Di contro, la superiorità militare convenzionale della EU e della NATO è talmente evidente – ora che la Russia si è dimostrata incapace di penetrare anche solo marginalmente nella sola Ucraina – che anche uno scenario in cui la Russia attacchi l’Europa appare molto improbabile e comunque destinato all’insuccesso (anche se l’evidente irrazionalità del regime obbliga a mantenere alta la guardia e quindi le spese militari).

Inoltre le due entità sono naturali partner economici per ovvie ragioni geografiche ed infrastrutturali.

 

L’ostilità del regime è legata quindi ad una postura irrazionale e ad una visione antiquata della sicurezza, di stampo ottocentesco e del primo novecento, secondo cui la sicurezza stessa sarebbe un quantitativo “a somma zero”: cioè, più il mio vicino si sente al sicuro, più io sono in pericolo. Si parte insomma dal punto di vista che i vicini siano automaticamente destinati ad aggredirsi alla prima occasione utile, come in effetti è stato per migliaia di anni.

 

La II Guerra Mondiale e soprattutto il primo dopoguerra hanno cambiato questo paradigma in Occidente: si è finalmente giunti alla conclusione che i conflitti convenzionali siano troppo costosi per essere convenienti, che la reciproca collaborazione frutti in misura maggiore, e che eventuali controversie possano essere risolte in altri modi; la competitività reciproca può essere sfogata a livello economico, e la supremazia si esprime in termini di GDP più che di carri armati… Anche se i carri armati continuano a rappresentare un’assicurazione di base contro le minacce esterne.

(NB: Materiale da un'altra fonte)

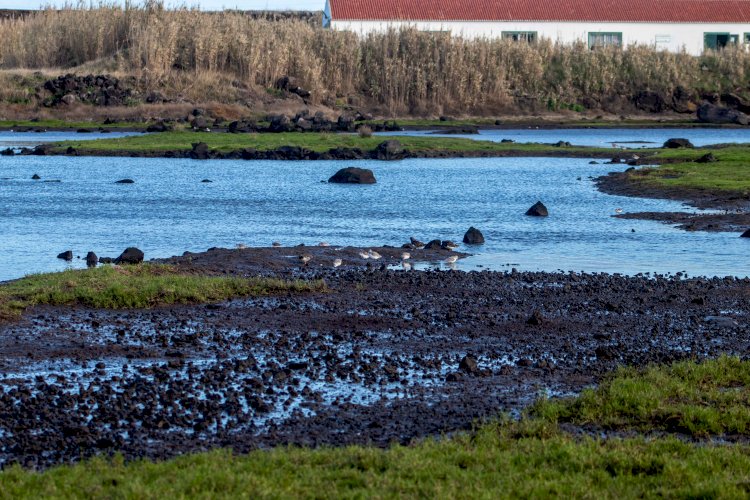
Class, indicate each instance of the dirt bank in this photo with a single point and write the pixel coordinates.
(383, 356)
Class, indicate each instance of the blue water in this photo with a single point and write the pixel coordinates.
(631, 138)
(168, 211)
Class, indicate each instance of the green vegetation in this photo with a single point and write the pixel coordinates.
(711, 398)
(126, 287)
(729, 175)
(320, 142)
(528, 458)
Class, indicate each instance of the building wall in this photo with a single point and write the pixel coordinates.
(668, 36)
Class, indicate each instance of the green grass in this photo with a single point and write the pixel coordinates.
(182, 140)
(528, 458)
(131, 287)
(731, 174)
(711, 398)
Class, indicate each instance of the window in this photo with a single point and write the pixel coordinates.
(520, 36)
(719, 40)
(602, 39)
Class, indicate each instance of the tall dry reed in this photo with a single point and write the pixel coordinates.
(402, 70)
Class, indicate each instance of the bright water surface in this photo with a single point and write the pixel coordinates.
(168, 210)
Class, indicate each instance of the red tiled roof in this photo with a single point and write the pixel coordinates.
(666, 11)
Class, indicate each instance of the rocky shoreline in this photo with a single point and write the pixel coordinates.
(728, 212)
(383, 356)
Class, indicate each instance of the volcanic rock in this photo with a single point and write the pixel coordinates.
(538, 210)
(353, 175)
(131, 255)
(677, 143)
(473, 236)
(66, 255)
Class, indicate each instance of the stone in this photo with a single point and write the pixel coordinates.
(538, 210)
(678, 143)
(473, 236)
(200, 151)
(131, 255)
(390, 150)
(469, 365)
(707, 158)
(66, 255)
(710, 113)
(91, 259)
(353, 175)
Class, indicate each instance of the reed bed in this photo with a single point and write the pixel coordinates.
(401, 70)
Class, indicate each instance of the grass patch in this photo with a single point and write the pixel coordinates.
(134, 287)
(711, 398)
(730, 174)
(319, 142)
(527, 458)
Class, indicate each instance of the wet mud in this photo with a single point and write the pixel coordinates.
(384, 356)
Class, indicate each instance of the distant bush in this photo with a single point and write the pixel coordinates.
(399, 70)
(365, 131)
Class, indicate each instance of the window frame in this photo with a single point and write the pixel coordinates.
(604, 33)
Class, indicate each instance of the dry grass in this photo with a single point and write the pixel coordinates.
(230, 57)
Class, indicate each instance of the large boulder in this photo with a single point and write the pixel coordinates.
(678, 143)
(353, 175)
(131, 255)
(66, 255)
(709, 113)
(200, 151)
(538, 210)
(390, 150)
(473, 236)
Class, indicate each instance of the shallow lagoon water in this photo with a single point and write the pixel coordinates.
(169, 210)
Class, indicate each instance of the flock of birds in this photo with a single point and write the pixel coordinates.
(370, 254)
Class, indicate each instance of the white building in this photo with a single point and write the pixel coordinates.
(692, 25)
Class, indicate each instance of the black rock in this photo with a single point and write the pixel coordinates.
(66, 255)
(678, 143)
(473, 236)
(200, 151)
(538, 210)
(131, 255)
(469, 365)
(353, 175)
(535, 319)
(707, 158)
(390, 150)
(91, 259)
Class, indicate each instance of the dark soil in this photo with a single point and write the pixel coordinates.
(729, 212)
(384, 356)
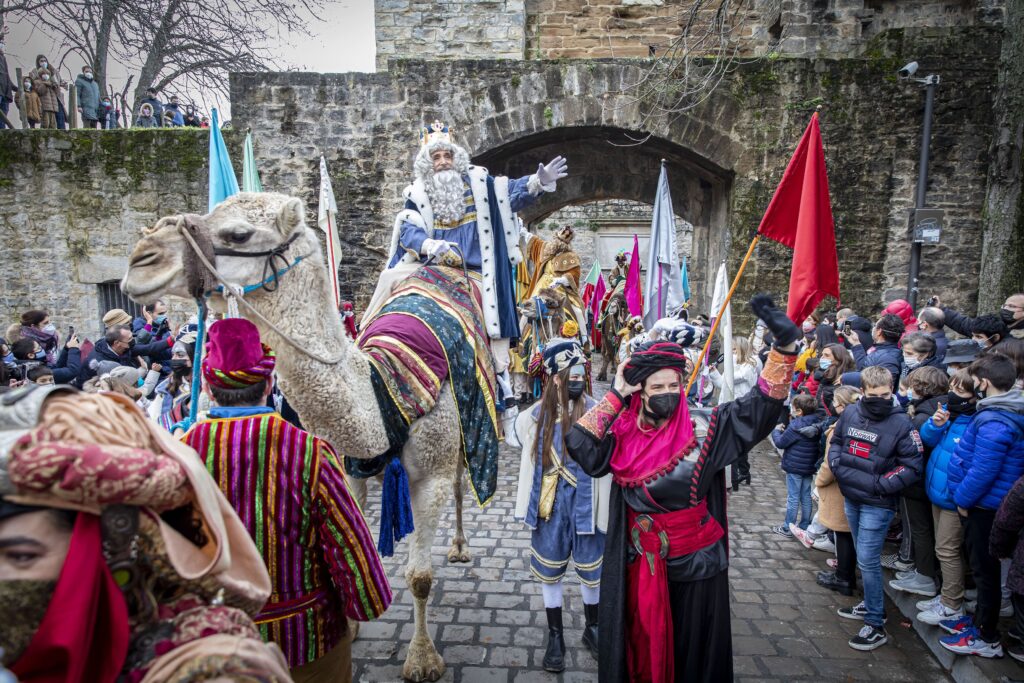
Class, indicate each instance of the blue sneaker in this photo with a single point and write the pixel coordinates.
(956, 626)
(969, 642)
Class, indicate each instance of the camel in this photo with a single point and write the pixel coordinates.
(327, 378)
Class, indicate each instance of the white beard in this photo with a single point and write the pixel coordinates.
(445, 191)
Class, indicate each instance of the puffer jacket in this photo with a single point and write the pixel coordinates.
(800, 453)
(873, 461)
(1006, 541)
(942, 440)
(989, 457)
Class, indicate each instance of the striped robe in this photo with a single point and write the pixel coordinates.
(287, 486)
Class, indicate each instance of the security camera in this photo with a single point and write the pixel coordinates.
(908, 71)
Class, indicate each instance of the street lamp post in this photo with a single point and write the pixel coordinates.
(930, 83)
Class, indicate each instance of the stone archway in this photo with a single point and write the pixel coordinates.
(606, 163)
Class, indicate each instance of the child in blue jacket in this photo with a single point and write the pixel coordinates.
(800, 459)
(988, 460)
(942, 433)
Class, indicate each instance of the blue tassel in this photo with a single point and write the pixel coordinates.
(396, 508)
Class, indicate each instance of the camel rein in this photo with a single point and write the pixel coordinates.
(233, 293)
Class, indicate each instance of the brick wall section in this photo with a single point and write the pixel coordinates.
(72, 207)
(455, 29)
(725, 158)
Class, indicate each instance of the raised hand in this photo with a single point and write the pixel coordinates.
(555, 170)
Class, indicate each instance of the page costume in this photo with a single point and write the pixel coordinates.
(665, 580)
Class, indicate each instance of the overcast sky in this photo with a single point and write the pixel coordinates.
(343, 42)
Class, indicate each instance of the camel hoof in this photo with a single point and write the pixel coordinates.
(423, 666)
(460, 552)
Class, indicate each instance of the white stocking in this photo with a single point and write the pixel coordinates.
(552, 595)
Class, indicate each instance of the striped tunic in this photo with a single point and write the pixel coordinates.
(287, 486)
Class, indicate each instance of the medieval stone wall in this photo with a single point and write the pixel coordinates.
(725, 158)
(72, 207)
(455, 29)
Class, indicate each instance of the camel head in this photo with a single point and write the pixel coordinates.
(163, 263)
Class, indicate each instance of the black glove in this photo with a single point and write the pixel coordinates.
(782, 329)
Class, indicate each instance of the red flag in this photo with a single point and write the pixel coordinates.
(800, 217)
(634, 296)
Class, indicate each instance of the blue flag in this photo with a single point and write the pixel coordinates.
(223, 182)
(686, 282)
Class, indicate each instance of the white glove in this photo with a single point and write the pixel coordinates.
(434, 248)
(555, 170)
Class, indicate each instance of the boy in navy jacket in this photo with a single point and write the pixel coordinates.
(800, 458)
(987, 461)
(875, 454)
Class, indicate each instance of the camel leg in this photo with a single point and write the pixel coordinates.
(460, 547)
(428, 497)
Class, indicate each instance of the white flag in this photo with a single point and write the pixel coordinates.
(725, 332)
(327, 219)
(664, 289)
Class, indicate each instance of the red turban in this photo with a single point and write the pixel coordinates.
(235, 357)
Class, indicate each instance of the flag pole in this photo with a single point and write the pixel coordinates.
(721, 311)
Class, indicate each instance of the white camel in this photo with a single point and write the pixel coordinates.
(328, 379)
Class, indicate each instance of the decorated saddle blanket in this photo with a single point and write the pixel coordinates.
(430, 330)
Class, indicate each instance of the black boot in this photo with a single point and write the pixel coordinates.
(590, 631)
(554, 655)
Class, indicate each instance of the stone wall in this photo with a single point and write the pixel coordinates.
(725, 157)
(72, 206)
(454, 29)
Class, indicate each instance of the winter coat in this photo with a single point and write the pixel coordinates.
(942, 440)
(888, 355)
(832, 508)
(158, 107)
(87, 91)
(68, 367)
(800, 453)
(48, 91)
(178, 119)
(989, 457)
(33, 107)
(873, 461)
(6, 85)
(1005, 539)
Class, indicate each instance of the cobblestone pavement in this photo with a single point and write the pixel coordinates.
(488, 621)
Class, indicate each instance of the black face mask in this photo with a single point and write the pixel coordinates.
(876, 408)
(960, 406)
(662, 406)
(574, 388)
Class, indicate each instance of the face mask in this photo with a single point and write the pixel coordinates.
(960, 406)
(574, 388)
(876, 408)
(662, 406)
(23, 603)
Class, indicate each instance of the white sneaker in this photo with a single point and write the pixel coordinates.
(938, 612)
(919, 585)
(824, 545)
(800, 535)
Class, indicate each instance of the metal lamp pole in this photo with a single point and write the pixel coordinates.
(930, 83)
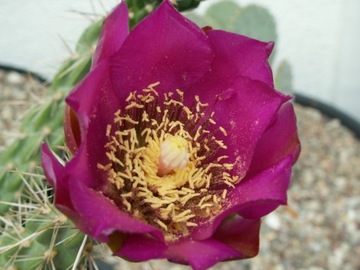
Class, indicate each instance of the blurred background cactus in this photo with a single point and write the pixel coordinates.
(253, 21)
(33, 233)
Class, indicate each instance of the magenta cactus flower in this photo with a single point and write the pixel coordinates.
(180, 143)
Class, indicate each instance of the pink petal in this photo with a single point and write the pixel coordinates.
(280, 140)
(113, 33)
(94, 102)
(240, 234)
(200, 254)
(245, 109)
(252, 198)
(164, 47)
(140, 248)
(101, 217)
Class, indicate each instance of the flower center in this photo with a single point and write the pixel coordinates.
(174, 154)
(163, 166)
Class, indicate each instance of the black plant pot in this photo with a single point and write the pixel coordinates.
(331, 112)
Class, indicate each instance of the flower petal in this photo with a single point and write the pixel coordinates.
(55, 174)
(238, 55)
(252, 198)
(200, 254)
(113, 33)
(245, 110)
(240, 234)
(94, 102)
(280, 140)
(164, 47)
(101, 217)
(140, 248)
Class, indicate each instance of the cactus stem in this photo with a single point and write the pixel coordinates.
(80, 252)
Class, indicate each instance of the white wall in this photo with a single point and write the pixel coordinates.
(320, 38)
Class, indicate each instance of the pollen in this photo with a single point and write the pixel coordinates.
(163, 166)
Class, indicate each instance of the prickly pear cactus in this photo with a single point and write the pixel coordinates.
(33, 233)
(38, 236)
(252, 20)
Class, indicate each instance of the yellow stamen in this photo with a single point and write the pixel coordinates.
(162, 166)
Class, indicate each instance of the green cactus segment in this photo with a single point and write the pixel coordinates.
(37, 235)
(253, 21)
(44, 121)
(33, 233)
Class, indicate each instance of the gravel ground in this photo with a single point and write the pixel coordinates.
(319, 229)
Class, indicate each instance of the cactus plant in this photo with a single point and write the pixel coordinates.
(252, 20)
(33, 233)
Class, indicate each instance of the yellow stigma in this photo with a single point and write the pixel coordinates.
(174, 154)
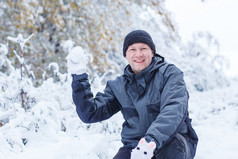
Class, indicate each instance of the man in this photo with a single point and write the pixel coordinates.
(152, 96)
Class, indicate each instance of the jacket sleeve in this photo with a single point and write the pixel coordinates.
(173, 108)
(91, 109)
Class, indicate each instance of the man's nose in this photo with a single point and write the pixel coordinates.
(139, 52)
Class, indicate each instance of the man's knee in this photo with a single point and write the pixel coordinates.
(178, 148)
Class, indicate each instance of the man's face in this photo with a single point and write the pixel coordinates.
(139, 56)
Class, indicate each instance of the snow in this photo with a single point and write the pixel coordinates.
(51, 128)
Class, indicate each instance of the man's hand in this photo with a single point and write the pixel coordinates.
(77, 61)
(144, 150)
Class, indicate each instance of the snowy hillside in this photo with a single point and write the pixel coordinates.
(41, 122)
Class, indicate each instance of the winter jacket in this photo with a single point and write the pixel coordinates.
(154, 103)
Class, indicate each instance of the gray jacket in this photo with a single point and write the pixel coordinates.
(154, 103)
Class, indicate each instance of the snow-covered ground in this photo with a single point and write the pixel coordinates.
(53, 130)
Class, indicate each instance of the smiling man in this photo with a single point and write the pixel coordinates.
(151, 95)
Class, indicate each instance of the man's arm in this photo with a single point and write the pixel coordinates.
(91, 109)
(174, 104)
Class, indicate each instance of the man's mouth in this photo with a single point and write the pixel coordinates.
(139, 61)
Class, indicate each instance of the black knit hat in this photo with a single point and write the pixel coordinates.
(138, 36)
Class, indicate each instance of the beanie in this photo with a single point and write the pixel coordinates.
(138, 36)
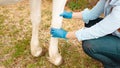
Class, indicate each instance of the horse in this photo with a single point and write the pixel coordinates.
(56, 22)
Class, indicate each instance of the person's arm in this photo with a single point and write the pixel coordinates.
(108, 25)
(92, 14)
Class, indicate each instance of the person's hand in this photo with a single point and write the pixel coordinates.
(67, 15)
(58, 33)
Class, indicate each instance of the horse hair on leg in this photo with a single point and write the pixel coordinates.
(54, 55)
(35, 5)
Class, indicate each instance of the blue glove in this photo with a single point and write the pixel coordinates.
(67, 15)
(58, 33)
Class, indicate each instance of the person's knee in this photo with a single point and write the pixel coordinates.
(87, 44)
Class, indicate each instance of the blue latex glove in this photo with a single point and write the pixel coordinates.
(67, 15)
(58, 33)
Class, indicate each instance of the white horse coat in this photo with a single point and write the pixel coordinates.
(35, 5)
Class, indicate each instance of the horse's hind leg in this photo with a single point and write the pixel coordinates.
(58, 7)
(35, 5)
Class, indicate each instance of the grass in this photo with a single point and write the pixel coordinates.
(15, 35)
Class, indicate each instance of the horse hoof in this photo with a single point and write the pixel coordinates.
(56, 60)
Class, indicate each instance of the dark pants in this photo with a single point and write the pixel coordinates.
(104, 49)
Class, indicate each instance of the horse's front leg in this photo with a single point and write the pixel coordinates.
(35, 5)
(58, 7)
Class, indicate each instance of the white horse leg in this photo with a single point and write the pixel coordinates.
(58, 7)
(36, 50)
(7, 2)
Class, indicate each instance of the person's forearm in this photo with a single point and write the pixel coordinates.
(71, 35)
(77, 15)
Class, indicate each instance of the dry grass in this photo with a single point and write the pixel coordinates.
(15, 35)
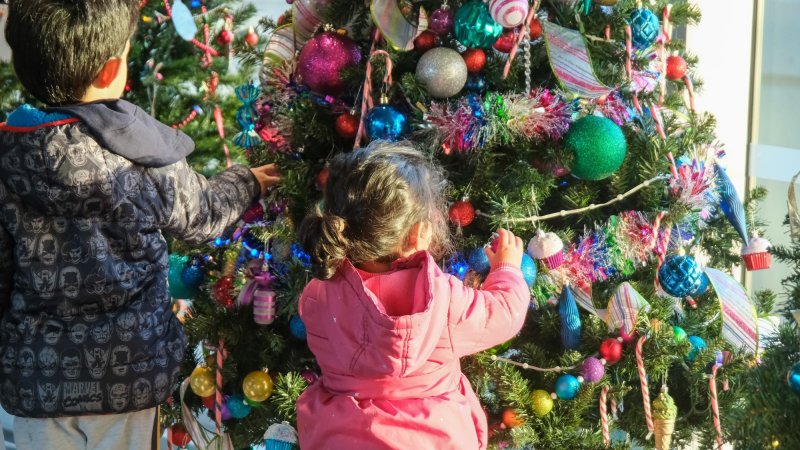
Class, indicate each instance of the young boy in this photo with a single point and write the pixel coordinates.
(88, 344)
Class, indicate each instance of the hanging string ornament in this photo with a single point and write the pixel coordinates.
(247, 116)
(570, 320)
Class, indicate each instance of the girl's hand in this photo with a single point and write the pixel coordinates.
(508, 250)
(267, 176)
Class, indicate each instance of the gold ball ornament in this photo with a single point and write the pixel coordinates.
(257, 386)
(541, 402)
(202, 381)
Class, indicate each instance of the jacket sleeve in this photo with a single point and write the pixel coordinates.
(201, 209)
(483, 318)
(6, 269)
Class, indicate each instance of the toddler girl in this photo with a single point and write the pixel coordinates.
(386, 325)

In quest’ottica la sicurezza non è più “a somma zero”, ma la fiducia del mio vicino rappresenta un fattore di sicurezza anche per me. Così Francia e Germania hanno smesso di sospettare una dell’altra e hanno imparato a collaborare garantendosi reciproco accesso, e questo si è esteso a tutte le Nazioni europee, le quali hanno unito le proprie forze per garantire la sicurezza reciproca.

 

Questo sistema non solo si è rivelato vincente in Europa occidentale, ma con il suo successo politico-militare, e conseguentemente economico, ha dimostrato una capacità di attrazione irresistibile anche per la parte orientale del continente precedentemente sottoposta al dominio sovietico, e questo ha portato alla famosa “espansione” di NATO e EU.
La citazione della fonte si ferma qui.